En dépit du numerus clausus, le nombre de médecins a progressé de 11 % en vingt ans, pour atteindre 207 277 au 1er janvier 2006. Dans notre pays, il n'y a jamais eu autant de médecins, notamment de médecins libéraux et de spécialistes.
Avec une densité médicale de 340 praticiens pour 100 000 habitants, la France se situe légèrement au-dessus de la moyenne des Quinze, qui est de 326 praticiens pour 100 000 habitants. La densité des généralistes, ces vingt dernières années, a progressé de 10 % et celle des spécialistes de 50 %.
Le nombre d'actes a évidemment suivi la même pente. De 1995 à 2005, le nombre total d'actes réalisés par les généralistes s'est accru de 1, 8 % en moyenne chaque année, et celui des spécialistes de 3, 7 %. En tenant compte de la démographie, cela représente une augmentation moyenne annuelle de 1, 4 % par praticien pour les spécialistes et de 0, 5 % pour les généralistes. Il faut cependant noter que, pour eux, la tendance s'inverse à partir de 2000.

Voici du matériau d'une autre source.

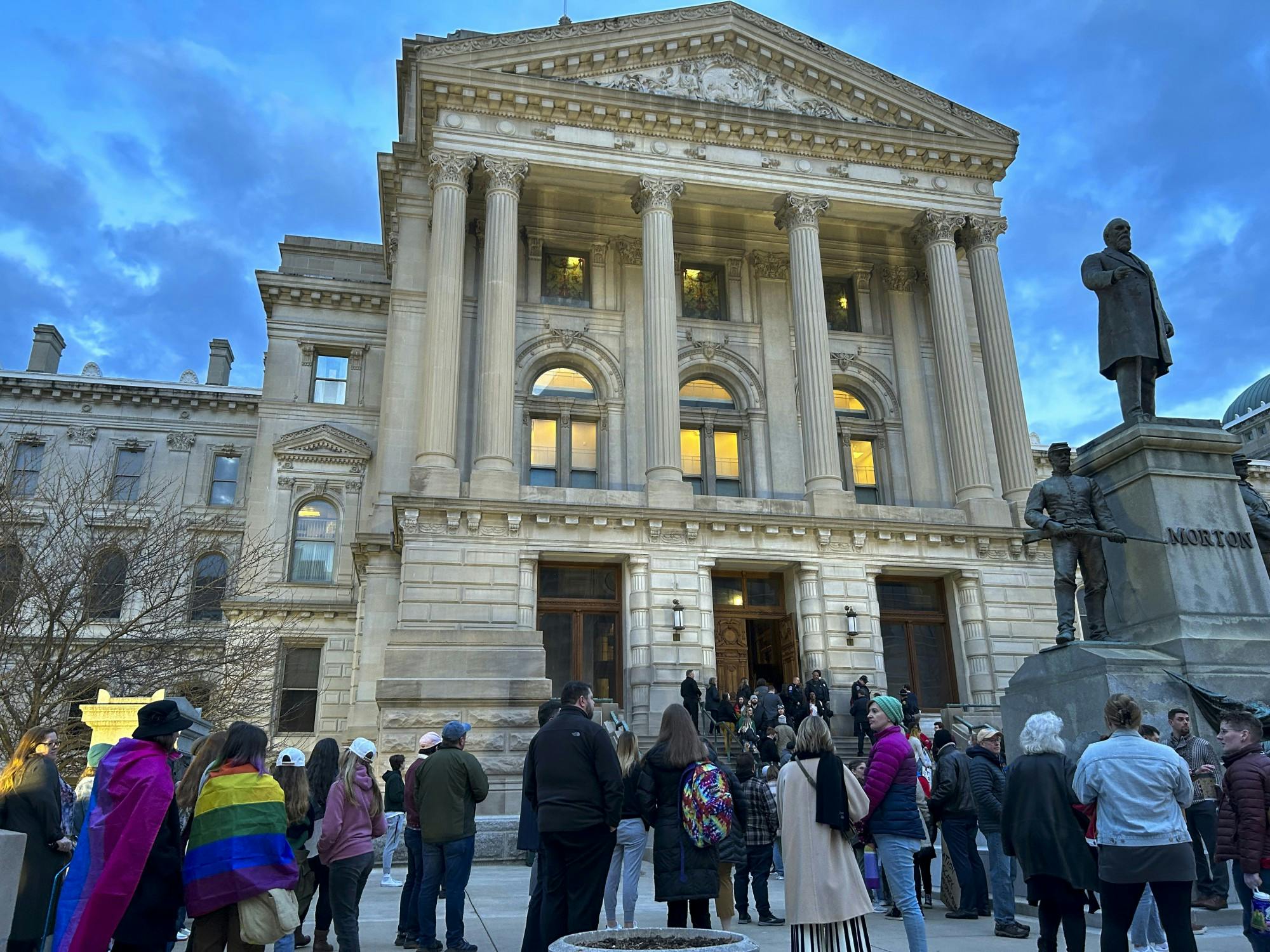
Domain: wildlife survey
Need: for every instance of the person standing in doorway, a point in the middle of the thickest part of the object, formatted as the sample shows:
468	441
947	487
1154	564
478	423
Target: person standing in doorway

En termes de revenu, on ne peut pas dire non plus que la situation des praticiens se soit dégradée, même si une évaluation objective de celle-ci, comme le fait remarquer la Cour des comptes dans son dernier rapport, n'est pas simple.

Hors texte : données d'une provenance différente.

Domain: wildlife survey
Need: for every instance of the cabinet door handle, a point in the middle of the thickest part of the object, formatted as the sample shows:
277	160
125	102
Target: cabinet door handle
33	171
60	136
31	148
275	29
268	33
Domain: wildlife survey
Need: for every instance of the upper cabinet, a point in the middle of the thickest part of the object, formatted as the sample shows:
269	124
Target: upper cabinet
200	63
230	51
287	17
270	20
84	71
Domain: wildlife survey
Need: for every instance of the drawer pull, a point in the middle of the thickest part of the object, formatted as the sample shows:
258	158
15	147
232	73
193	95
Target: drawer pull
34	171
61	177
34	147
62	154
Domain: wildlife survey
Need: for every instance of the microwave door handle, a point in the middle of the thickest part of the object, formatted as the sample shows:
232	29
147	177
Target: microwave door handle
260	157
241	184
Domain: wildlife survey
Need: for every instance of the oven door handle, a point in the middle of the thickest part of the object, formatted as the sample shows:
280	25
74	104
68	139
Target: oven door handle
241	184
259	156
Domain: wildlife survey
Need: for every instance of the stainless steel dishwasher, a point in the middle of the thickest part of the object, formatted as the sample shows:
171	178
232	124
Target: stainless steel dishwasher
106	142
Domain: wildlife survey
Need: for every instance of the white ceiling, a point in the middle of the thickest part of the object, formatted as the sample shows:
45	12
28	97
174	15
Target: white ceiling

Pour nous en tenir à ces dernières années, reportons-nous au projet de loi de financement de la sécurité sociale de 2007 : « Entre 2000 et 2004, en monnaie constante, les revenus des généralistes ont progressé annuellement de 2, 6 % et celui des spécialistes de 3, 1 %. Cette hausse du pouvoir d'achat des médecins est supérieure à celle qui a été observée sur la même période pour l'ensemble des salariés. » La progression du pouvoir d'achat du salaire moyen est en effet de 0, 4 % par an.
Au terme de son analyse, la Cour des comptes parvient à des chiffres qui, tout en étant un peu différents, sont du même ordre : la progression annuelle moyenne du revenu est de 1, 8 % pour les omnipraticiens et de 3, 3 % pour les spécialistes.

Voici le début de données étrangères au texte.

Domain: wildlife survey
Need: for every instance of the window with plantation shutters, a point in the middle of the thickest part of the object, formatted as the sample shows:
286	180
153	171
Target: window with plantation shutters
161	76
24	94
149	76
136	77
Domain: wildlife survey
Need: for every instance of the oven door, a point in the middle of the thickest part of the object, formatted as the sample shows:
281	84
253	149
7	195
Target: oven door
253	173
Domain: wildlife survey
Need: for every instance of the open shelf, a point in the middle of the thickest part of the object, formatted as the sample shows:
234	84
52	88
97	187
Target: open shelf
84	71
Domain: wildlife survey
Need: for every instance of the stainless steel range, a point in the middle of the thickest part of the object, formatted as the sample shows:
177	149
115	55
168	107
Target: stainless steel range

Au total, donc, c'est une situation que beaucoup de pays pourraient nous envier.
Malgré cela, mais j'ai envie de dire « à cause de cela », paradoxalement, notre système de santé paraît moins capable que par le passé de répondre aux attentes de nos concitoyens, qu'il s'agisse notamment des files d'attentes qui s'allongent pour l'accès à certaines spécialités ou de la surchauffe des urgences. La satisfaction des besoins essentiels d'une partie importante du territoire, les zones rurales, est devenue préoccupante.
Le diagnostic est connu, je serai donc bref.
La présence médicale varie beaucoup d'une région à l'autre, entre les départements d'une même région - Claude Domeizel en a fait la démonstration voilà quelques instants -, entre les villes et les cantons ruraux d'un même département.
En Provence-Alpes-Côte d'Azur, par exemple, la densité des généralistes est de 194 pour 100 000 habitants, alors qu'en Picardie elle est de 142 praticiens pour 100 000 habitants. S'agissant des spécialistes, la densité est de 223 pour la région Provence-Alpes-Côte d'Azur, contre 114 pour la Picardie.
Ces chiffres sont significatifs aussi en ce qu'ils montrent que c'est pour les spécialistes que les disparités entre régions, entre secteur urbain et secteur rural sont les plus grandes.
Selon le rapport établi en 2005 par la commission « Démographie médicale » - vous le constatez, ce ne sont ni les rapports ni les commissions qui font défaut -, si les bourgs ruraux actifs et même le rural isolé tirent encore assez bien leur épingle du jeu s'agissant des omnipraticiens - 91, 5 pour 100 000 habitants dans le rural isolé, contre 99, 2 en moyenne nationale -, ce n'est déjà plus le cas des cantons agricoles et ouvriers, plutôt défavorisés. Surtout, pour tous ces secteurs, se pose le problème du renouvellement de ces omnipraticiens.
Certes, la population concernée reste modeste - entre 400 000 et 2 400 000 personnes, selon les critères retenus -, mais elle est dispersée sur un territoire très important, qu'il faut absolument préserver de la désertification.
Nous le savons bien, ce qu'il faut craindre, c'est une probable et rapide dégradation de la démographie médicale des zones rurales par l'effet des départs à la retraite avant que l'augmentation du numerus clausus ait produit ses effets.
Cependant, ce n'est là qu'un aspect du problème.
Une démographie médicale favorable en zone rurale ne signifie pas, notamment, que la permanence des soins y soit assurée. Vous pouvez très bien, comme j'ai pu l'observer dans mon département, le Var, bénéficier de la présence de 7 médecins pour 5 000 habitants aux heures ouvrables, mais qui, le reste du temps, sont aux abonnés absents.